Didí Gutiérrez wrote this story ten years ago, but it wasn’t until 2021 that publisher Paraíso Perdido published it. Consulted by EL PAÍS, the writer reported having designed each of the characters: the life, the worries, the families, the styles, the motivations and the passions of each of them, individually, and separately. “I don’t think all this work that I undertook over a decade ago I would do again. Without a doubt, I committed a lot of time and I think now I wouldn’t have that energy,” he says.

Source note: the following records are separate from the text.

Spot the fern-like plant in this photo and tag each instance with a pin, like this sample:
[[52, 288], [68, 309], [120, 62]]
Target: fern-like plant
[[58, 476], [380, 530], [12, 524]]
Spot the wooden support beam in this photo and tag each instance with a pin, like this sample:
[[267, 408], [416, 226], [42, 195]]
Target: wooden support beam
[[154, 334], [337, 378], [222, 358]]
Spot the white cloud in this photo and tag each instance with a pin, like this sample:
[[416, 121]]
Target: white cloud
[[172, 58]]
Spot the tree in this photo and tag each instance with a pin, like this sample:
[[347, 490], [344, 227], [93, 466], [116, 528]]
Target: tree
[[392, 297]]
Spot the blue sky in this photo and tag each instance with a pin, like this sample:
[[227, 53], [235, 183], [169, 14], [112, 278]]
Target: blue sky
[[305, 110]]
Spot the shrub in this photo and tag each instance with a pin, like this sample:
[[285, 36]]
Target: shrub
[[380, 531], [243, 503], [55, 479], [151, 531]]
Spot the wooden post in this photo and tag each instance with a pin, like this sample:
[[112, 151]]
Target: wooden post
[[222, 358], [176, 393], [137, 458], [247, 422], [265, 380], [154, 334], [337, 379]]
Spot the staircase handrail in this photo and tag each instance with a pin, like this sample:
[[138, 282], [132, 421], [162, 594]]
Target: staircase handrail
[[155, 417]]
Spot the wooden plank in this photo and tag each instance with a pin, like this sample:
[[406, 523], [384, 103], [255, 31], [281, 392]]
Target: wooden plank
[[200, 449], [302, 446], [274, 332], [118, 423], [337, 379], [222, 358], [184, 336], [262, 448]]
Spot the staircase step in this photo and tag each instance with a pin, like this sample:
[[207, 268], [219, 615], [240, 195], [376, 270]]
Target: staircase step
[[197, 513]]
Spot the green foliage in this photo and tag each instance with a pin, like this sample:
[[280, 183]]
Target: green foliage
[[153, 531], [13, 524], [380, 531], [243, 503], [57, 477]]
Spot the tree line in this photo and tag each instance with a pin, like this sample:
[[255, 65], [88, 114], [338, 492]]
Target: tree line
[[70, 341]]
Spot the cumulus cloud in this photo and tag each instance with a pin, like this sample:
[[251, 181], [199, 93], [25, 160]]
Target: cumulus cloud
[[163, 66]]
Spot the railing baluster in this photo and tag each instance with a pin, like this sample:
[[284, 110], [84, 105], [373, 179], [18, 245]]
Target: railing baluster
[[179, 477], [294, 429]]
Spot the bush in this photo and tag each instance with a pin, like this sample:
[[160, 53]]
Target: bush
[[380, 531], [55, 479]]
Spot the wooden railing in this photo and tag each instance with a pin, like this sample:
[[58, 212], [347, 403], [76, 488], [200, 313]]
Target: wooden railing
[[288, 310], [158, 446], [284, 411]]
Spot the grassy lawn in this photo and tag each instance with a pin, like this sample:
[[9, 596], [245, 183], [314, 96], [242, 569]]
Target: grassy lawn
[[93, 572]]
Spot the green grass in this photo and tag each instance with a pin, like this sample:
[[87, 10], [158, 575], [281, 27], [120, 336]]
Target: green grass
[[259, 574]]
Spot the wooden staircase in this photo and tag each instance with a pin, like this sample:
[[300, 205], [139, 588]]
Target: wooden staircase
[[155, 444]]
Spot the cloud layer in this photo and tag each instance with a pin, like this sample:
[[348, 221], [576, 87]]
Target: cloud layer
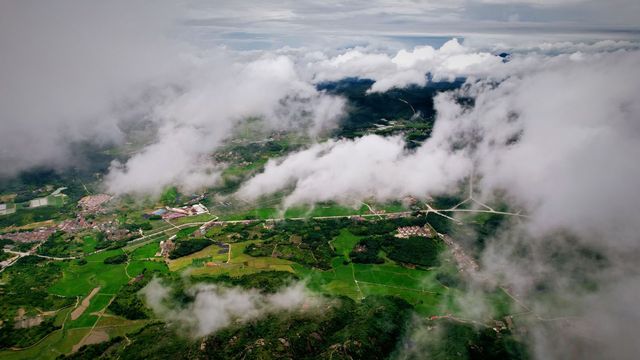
[[216, 307]]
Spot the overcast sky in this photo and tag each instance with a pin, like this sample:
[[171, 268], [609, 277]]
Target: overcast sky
[[272, 24]]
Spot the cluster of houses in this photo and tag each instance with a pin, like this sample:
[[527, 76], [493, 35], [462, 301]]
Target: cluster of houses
[[168, 213], [412, 231], [166, 247], [37, 235], [93, 203]]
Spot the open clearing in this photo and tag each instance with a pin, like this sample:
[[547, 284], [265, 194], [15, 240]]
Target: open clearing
[[84, 304]]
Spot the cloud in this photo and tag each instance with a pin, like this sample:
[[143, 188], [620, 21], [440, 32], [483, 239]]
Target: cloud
[[219, 93], [573, 145], [215, 307], [349, 171], [406, 68], [559, 135], [65, 65]]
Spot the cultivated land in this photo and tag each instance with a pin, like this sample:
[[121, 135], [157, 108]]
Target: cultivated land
[[82, 281], [92, 284]]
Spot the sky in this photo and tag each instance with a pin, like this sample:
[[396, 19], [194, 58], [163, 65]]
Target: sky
[[273, 24], [556, 128]]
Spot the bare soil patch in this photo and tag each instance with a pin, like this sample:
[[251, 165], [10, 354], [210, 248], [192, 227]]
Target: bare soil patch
[[84, 305]]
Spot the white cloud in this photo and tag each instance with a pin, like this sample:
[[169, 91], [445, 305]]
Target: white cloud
[[406, 68], [63, 68], [218, 95], [215, 307]]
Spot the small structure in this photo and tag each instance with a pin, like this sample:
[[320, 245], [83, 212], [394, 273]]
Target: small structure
[[166, 247], [190, 210], [93, 203], [411, 231]]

This bet was also on the editorial side. Sandra Liera, director of Lost Paradise, assures that the work still has a long way to go and is grateful that it continues to be received with great surprise and expectation. “In several presentations, Didí appeared as an anthologist and researcher and declines author credits, which seems to me, at first, risky as an editorial decision. But I think that is also part of the genius of this book. Didí moves away a little from the authorship of his own stories to advance the fiction a little further”, he assures.
Gutiérrez even reports that other aspects of the authors’ works have emerged that are beginning to emerge from the various fictions now being created by their readers.
In Roberta Marentes’ story, the sixth in the book, the protagonist’s friend, Gertrudis, who tells her story, gives a speech in which she notes the following: “When they read the text, they celebrated my ability to recreate the moments shared with Gertrude. They say that writers are liars, and, at the insistence of these gentlemen, I confess to them this evening that I thought it best to invent a little. I had no other choice.”